Descript launched their podcast studio app.
As I wrote in DT #18
, Descript is a great example of a productized AI company:
Descript takes an audio file (like a podcast or conference talk recording) as input and transcribes it using machine learning. Then, it lets you edit the transcript and audio in synchrony, automatically moving audio clips around as you cut, paste, and shuffle around bits of text.
The team has now launched a multitrack podcast production app using this same technology. As they put it, it’s “the version of Descript we’ve dreamed of since conceiving of the company.” The podcast studio allows you to edit multiple speakers’ audio tracks by editing the transcribed text of what they said; Descript takes care of splicing and syncing all the audio.

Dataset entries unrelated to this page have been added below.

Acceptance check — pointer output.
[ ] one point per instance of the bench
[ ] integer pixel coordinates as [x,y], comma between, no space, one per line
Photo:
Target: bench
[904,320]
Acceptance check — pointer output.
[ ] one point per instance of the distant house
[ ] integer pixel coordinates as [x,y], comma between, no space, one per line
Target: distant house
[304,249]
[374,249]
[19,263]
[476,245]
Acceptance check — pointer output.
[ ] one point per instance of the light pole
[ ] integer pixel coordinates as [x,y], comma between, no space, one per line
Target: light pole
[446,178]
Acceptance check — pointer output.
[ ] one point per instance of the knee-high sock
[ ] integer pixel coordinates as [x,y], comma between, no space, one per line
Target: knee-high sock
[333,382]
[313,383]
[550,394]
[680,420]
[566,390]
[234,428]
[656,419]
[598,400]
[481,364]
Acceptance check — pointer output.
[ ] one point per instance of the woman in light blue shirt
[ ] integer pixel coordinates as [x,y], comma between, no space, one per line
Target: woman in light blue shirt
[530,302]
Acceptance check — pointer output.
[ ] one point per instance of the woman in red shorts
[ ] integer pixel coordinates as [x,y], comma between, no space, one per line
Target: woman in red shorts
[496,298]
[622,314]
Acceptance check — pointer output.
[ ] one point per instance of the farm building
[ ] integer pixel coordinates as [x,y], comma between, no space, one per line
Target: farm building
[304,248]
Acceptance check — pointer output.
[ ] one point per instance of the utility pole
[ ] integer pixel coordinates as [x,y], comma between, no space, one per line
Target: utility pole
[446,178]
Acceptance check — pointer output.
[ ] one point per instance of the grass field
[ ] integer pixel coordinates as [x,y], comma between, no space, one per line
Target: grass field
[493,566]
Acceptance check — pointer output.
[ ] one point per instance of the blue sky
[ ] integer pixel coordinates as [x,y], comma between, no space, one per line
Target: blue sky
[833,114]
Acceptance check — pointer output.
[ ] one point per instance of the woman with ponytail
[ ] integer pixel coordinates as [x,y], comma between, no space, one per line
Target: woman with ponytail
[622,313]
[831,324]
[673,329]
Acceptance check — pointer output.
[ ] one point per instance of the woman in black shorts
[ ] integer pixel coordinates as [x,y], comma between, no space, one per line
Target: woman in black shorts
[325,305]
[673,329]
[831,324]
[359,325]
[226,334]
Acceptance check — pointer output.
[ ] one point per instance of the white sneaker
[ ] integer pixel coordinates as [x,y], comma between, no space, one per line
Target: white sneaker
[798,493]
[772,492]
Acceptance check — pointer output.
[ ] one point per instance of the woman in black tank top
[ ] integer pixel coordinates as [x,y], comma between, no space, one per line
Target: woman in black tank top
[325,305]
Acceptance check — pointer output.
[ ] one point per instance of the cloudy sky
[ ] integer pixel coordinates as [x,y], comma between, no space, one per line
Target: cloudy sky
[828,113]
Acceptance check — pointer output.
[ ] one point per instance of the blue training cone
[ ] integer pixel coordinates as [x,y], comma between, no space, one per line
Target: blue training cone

It also comes with some crazy new (beta) functionality called Overdub. The feature lets you replace a few words of a transcript and then uses your newly inserted text to generate an audio version of what you typed in your own voice.
Sounds amazing! But also dangerous—what if someone has a recording of your voice? Can they just make a convincing audio clip of you saying whatever they want? Nope. Lyrebird, the team behind the feature, has built in safeguards to prevent that from happening:
Invariably, to first experience Overdub is to experience wunderschrecken—a simultaneous feeling of wonder and dread. Rest assured, you can only use Overdub on your own voice. We built this feature to save you the tedium of re-recording/splicing time every time you make an editorial change, not as a way make deep fakes.
The Lyrebird team deserves credit for figuring this out — in order to train a voice model, you need to record yourself speaking randomly generated sentences, preventing others from using pre-existing recordings to create a model of your voice.